A Northern Circuit. 13 miles approx.
Today’s ride was our second attempt at a route originally planned for last November. That
event was washed out by torrential rain, but fortunately there was no such problem this
time. In fact, it was a sunny wind-free day, with the Meadows thermometer showing eleven degrees. Not bad for late February.
Five of us set out for a tour of north Edinburgh parks and bike paths. We started by whizzing down the main road through Holyrood Park: a nice downhill run on a car-free road. We left the park by Sunnybank Place, then headed along Marionville Road and into Lochend Park.
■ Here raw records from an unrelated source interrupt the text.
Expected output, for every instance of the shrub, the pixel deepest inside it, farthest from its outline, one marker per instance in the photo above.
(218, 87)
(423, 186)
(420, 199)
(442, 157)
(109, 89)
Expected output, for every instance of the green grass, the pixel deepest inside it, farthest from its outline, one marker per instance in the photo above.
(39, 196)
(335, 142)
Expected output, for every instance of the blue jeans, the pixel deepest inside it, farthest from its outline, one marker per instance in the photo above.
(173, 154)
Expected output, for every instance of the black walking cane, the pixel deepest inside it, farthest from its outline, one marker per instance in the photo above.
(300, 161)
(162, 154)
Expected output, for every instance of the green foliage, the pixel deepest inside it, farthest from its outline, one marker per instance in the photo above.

We stopped by the loch, which was teeming with ducks, geese and other wildfowl. The loch
was once the main source of fresh water for the Leith area, and the hexagonal pumping
house is still in place. We also saw the 16th Century doocot which was used to supply
pigeons and their eggs to Lochend Castle. When the plague came to the area in 1564, the
doocot served as a kiln for burning the victims’ clothing and bedding.
On leaving the park, we joined the Restalrig Path as it curves through Seafield towards Leith Links. We continued across Constitution Street and into the old part of Leith. In Burgess Street we paused to look at Lamb’s House. This early 17th-Century merchant’s house has been restored to its former glory by architects Kristin Hannesdottir and Nick Groves-Raines, who now occupy the premises. Ms Hannesdottir is also the Icelandic consul, which explains why that country’s flag was flying in front of the building.
The ride continued along the Water of Leith Path. At Stedfastgate we turned into Victoria
Park, then on to Five Ways and the Goldenacre Path. All the paths around here were
teeming with cyclists, children and dog-walkers, all enjoying the unusual February weather.
Our route then took into Inverleith Park, our last park of the day. Then came a bit of hard
work (actually not all that hard) as we ascended Carrington Road and Craigleith Hill Avenue to join the Roseburn Path at Craigleith. We then headed south to the Russell Road zigzags, then on to Murieston Crescent, the Telfer Subway, the Leamington Lift Bridge and the short climb up Leamington Terrace to Brunstsfield. The final leg saw us crossing Bruntsfield Links to reach Middle Meadow Walk a little after 12.30. The total distance was 13 miles – just about right for a pleasant Sunday morning’s ride.
Next month we put the clocks forward, and EasyCycle will revert to its summer programme of slightly longer rides including a pub or café stop for lunch. See you then.